Das Corona-Virus hat viel verändert. Das öffentliche Leben ist auf das notwendige Minimum heruntergefahren und das private findet meist nur noch in den eigenen vier Wänden statt. Soziale Kontakte beschränken sich auf zufällige Begegnungen beim Einkaufen – stets auf Abstand und immer hinter FFP2-Masken. Ein Stück Normalität ist dank Impfstoff zwar in Sicht, doch angesichts der andauernden Einschränkungen durch den Lockdown liegen die Nerven vor allem bei denjenigen immer blanker, die um ihre Existenzen bangen müssen.

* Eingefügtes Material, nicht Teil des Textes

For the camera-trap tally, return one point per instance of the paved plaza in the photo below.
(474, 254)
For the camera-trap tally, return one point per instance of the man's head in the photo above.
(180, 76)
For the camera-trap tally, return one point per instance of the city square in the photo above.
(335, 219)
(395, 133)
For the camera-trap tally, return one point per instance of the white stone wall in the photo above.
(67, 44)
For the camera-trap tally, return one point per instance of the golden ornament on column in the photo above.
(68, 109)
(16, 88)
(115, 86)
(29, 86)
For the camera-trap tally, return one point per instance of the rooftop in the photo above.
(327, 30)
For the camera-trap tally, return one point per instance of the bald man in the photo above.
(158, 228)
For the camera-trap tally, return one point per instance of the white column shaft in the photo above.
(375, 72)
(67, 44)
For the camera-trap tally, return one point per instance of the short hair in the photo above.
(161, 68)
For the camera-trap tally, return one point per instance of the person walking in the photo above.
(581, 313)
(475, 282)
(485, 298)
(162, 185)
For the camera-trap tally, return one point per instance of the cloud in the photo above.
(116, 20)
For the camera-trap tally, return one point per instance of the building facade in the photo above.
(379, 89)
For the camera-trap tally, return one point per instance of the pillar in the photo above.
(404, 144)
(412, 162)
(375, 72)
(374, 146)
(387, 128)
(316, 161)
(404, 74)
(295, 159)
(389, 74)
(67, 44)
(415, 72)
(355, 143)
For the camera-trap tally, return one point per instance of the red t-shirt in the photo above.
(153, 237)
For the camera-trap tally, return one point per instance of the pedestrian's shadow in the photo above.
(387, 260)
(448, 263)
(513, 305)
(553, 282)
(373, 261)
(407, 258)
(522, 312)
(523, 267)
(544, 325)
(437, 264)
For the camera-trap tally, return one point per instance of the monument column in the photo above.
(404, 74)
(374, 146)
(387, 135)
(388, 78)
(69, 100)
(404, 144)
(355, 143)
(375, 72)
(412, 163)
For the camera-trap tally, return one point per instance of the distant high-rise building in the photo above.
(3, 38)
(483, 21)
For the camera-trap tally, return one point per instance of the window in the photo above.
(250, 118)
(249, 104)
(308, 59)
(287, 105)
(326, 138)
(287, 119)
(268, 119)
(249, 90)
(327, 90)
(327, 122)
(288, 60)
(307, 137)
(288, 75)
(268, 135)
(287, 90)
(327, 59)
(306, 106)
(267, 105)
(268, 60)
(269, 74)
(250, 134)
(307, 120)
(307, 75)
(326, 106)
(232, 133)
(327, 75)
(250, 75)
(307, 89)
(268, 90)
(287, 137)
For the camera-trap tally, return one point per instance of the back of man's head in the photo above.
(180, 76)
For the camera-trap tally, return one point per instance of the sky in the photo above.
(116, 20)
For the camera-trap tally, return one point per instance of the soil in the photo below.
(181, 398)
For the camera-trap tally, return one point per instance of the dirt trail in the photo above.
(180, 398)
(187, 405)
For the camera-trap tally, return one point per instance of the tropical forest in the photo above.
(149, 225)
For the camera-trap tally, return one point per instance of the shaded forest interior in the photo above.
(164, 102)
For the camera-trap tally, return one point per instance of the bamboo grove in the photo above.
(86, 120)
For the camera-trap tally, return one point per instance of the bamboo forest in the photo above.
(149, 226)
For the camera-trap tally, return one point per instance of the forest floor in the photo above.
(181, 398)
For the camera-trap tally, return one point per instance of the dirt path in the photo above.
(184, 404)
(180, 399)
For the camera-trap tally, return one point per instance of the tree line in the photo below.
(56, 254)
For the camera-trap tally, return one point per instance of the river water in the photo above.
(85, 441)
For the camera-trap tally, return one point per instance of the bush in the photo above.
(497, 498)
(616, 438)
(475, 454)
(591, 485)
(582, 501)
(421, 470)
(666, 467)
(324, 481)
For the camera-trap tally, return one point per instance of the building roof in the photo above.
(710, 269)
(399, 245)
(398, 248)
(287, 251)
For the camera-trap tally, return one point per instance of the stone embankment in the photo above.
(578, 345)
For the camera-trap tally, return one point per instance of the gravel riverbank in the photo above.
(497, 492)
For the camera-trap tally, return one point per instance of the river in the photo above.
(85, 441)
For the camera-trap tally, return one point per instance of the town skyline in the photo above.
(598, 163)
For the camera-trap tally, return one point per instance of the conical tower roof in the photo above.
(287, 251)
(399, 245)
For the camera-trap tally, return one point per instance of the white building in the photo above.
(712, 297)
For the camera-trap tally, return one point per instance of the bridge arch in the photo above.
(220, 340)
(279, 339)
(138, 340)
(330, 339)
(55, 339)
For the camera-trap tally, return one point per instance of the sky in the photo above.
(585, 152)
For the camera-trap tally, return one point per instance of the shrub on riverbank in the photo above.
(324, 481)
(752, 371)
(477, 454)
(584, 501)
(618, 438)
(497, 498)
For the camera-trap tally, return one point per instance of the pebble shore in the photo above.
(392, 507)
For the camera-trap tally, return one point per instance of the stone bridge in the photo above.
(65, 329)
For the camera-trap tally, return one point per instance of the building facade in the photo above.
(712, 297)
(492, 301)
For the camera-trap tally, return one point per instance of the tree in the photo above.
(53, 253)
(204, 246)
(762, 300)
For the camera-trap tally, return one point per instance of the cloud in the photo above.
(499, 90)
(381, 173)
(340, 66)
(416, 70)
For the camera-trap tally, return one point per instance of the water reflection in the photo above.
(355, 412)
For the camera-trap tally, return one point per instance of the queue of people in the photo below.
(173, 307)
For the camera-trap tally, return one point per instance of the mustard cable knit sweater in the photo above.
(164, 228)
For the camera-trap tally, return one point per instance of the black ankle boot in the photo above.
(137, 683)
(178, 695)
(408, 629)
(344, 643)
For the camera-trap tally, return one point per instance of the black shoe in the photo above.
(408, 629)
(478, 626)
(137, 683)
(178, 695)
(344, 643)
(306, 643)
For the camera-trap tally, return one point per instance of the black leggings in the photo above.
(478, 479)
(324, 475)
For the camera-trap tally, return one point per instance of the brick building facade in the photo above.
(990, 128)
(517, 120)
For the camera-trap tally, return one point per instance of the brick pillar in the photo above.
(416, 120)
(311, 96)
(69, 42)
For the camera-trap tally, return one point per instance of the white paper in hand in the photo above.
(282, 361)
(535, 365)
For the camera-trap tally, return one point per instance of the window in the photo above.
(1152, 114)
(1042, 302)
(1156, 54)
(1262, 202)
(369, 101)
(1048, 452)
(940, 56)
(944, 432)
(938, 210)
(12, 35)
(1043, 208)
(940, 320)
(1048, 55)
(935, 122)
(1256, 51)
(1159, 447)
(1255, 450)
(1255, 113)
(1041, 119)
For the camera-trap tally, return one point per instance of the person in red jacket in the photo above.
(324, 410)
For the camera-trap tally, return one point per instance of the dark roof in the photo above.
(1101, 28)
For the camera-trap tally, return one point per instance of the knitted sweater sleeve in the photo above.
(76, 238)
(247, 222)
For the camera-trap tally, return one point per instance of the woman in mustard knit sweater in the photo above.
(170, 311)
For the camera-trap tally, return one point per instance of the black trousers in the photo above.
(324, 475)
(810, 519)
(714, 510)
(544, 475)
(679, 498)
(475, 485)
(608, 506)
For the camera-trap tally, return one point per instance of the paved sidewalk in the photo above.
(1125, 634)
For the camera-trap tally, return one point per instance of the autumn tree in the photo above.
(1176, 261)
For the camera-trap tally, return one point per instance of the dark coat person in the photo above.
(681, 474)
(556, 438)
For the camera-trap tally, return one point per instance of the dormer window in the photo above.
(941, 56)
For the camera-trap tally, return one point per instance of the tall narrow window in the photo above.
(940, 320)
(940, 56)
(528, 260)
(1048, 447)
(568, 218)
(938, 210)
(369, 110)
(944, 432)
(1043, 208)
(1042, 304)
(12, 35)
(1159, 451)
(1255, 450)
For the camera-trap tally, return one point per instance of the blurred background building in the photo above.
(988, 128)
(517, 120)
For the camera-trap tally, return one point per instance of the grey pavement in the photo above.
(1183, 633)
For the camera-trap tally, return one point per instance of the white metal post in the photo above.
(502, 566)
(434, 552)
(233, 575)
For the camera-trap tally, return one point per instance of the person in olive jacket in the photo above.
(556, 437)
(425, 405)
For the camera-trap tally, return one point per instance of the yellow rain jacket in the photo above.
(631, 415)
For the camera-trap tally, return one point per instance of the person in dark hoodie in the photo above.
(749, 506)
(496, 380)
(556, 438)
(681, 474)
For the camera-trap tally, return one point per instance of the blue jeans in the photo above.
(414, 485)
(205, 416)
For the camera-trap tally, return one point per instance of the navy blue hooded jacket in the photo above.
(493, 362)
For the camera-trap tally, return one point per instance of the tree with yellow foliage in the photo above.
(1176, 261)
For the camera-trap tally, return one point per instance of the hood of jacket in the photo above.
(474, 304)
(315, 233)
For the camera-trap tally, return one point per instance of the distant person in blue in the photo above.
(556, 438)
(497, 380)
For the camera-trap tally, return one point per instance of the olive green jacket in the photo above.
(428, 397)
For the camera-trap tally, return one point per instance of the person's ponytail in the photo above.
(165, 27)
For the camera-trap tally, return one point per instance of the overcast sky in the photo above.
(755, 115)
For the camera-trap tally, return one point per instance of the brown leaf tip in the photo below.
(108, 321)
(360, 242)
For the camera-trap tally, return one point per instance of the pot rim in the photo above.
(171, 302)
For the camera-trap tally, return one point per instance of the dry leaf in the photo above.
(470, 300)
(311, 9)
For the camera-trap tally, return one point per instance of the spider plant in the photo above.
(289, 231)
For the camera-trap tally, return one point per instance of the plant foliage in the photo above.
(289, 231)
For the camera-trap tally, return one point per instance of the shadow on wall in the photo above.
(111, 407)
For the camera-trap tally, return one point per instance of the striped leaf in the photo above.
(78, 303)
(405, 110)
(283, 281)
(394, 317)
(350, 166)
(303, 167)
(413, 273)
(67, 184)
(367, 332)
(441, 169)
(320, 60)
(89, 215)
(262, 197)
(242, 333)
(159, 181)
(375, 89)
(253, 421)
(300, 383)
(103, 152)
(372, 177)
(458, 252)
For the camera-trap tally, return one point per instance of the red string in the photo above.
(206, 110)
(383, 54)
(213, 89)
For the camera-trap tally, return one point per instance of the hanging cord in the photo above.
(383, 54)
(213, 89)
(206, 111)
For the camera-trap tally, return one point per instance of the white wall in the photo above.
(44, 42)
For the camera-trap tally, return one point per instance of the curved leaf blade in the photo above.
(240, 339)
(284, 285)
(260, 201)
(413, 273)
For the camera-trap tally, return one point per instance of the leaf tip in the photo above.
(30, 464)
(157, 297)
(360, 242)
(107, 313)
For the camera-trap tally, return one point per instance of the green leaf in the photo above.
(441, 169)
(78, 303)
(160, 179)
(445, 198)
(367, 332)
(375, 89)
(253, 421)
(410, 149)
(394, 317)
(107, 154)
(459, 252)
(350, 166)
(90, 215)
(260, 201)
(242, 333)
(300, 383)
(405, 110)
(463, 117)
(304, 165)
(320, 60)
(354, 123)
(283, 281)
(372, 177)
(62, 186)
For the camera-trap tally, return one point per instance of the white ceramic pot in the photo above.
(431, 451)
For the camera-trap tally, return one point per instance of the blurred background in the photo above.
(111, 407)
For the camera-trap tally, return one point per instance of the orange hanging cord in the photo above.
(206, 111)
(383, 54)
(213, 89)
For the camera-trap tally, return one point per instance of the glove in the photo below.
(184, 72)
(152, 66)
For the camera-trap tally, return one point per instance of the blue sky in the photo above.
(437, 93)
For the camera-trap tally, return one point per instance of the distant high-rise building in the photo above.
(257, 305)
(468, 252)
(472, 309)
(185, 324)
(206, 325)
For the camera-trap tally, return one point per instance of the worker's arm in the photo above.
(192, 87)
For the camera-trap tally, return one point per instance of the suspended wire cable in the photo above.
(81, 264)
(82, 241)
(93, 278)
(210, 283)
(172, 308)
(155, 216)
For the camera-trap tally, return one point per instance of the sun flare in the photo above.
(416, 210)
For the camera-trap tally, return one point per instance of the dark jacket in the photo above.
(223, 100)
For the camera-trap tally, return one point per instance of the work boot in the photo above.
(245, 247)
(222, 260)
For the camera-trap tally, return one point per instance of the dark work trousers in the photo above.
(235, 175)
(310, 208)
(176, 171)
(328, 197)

Ganze Wirtschaftszweige wie die Gastronomie stehen so gut wie still, die Restaurants versuchen allenfalls, die Zeit des Lockdowns mit einem Abhol- oder Lieferservice irgendwie zu überbrücken. Messegesellschaften sind gezwungen, eine Fachmesse nach der anderen abzusagen, bieten stattdessen digitale Ersatz-Plattformen und Online-Veranstaltungen an. Trotzdem fehlt allen, den potenziellen Ausstellern ebenso wie den Besuchern, die Präsenz vor Ort in den Hallen, da ist der „Digitalisierungsschub“ letztlich nur ein kleiner Trost.

Bei den Betrieben des Fleischerhandwerks ist das Geschäftsfeld Partyservice und Catering komplett eingebrochen. Den Umsatzausfall konnten die Fleischereien jedoch durch Zuwächse im klassischen Thekenverkauf oder im to-go-Geschäft ausgleichen, erfreulicherweise oft sogar mehr als das. Dennoch fehlt der Branche ihr zweites Standbein, das hoffentlich bald wieder in Tritt kommt.

Covid-19 hat aber durchaus auch den einen oder anderen positiven Effekt. So hat die Pandemie die Verbraucher unter anderem noch mehr für das Thema Nachhaltigkeit sensibilisiert, den Trend Regionalität verstärkt und das Bewusstsein für Produktqualität geschärft. Diese Entwicklungen kommen insbesondere dem Image von handwerklichen Fleischereien zugute, die im Umgang mit der Krise mehr Wertschätzung erfahren. Das zumindest soll auch nach Corona andauern!